[SiriusHardware]

Of the various options, it probably boils down practically to these four:

-Learn programming on the computer you already have.
-Buy a Raspberry Pi
-Buy a BBC Micro:Bit
-Buy an Arduino

Taking these in order:
-On the PC - this is the risk-free option since you already have what you need. As far as programming languages go I would suggest 'Python' which is popular, free, and available for a wide range of platforms. If you originally used BASIC on 80s-era computers, Python has some similarities to BASIC and is quite easy to pick up - plus there are loads of books and online tutorials for Python. Any Python programming skills you learn on the PC can be taken across to other systems such as the Raspberry Pi and the Micro:Bit. The only downside to programming on a PC is that it does not really encourage 'physical computing' - using the PC to sense external situations and respond to / control them, unlike, say, the BBC B which had the very useful 'user port' which could be used for that purpose.

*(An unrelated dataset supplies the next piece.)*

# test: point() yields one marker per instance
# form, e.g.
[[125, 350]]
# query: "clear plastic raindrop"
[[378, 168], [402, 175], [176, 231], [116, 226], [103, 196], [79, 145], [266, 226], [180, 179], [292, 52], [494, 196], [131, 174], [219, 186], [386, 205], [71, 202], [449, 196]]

The Raspberry Pi is a surprisingly powerful all-purpose compact computer which, like a PC, has keyboard and mouse input and output to a video screen but unlike a PC, also has a physical input / output port just as the BBC B did. So if you envisage making projects with human-friendly user interfaces which can also interact with physical hardware, the Raspberry Pi may be for you. It uses a version of the Linux operating system, which in most cases people probably aren't familiar with before they encounter the Pi and so you would probably be learning about Linux at the same time as you are learning about the Pi. The basic machine comes essentially not working out of the box - you have to flash an SD card (not supplied) with your operating system of choice before the machine will do anything. You can buy kits consisting of a Pi plus a ready prepared SD card and these are usually good value, but don't always have the latest version of the operating system on them. Finally, for initial setup and for most practical use you will need access to a display or TV with an HDMI input. The Pi can output a standard definition picture over composite video, but the definition / readability is quite poor. Nor do you get a nice fat user manual / programming tutorial book with the Pi as you would have done with any eighties computer, so the learning curve in the beginning might seem very daunting. Having said all that, and sounded somewhat negative about them, I own four of the things myself.

The Micro:Bit was designed to be handed out to school kids to encourage them to experiment with coding. As such it is very simple to use and its implementation of the Python language includes some powerful short cut functions to make the hardware easy to interact with, so, for example, you can create a scrolling text message on the LED grid display with just two lines of Python (For Micro:Bit) code.

My personal recommendation, however, would be to try an Arduino - available in various sub-models, the most popular of which is probably the Arduino Uno. Like the Micro:Bit this is a programmable microprocessor board rather than a 'computer' but it comes with a whole host of prepared 'libraries' of code which make it very easy to do some otherwise fairly complicated things, like outputting text to an Alphanumeric LCD display or interacting with a serial-connected temperature sensor. By making use of such functions in your code, you can go from having an idea to having something up and running really very quickly. In the case of Arduino the primary programming language is 'C' rather than Python. In my opinion 'C' tends to be less easily human-readable than Python or BASIC, but everything else about the Arduino experience makes it worth mastering. Another point in favour of Arduino is the vast number of add on interfaces (or 'Shields', in Arduino speak) which are available, which can allow an Arduino to interface with almost anything. Even without these, the standard Arduino has a good mixture of analogue inputs and digital inputs and outputs for interacting with and controlling other devices.

One option I didn't include was that of learning to program microcontrollers such as the PIC or AVR series directly in assembly language - this option undoubtedly gives you the best understanding of how microprocessors work and gives you absolute control over every aspect of the microprocessor's operation, but if you just want to write some code and see complicated things happening relatively quickly, then I think Arduino is a better place for most people to start.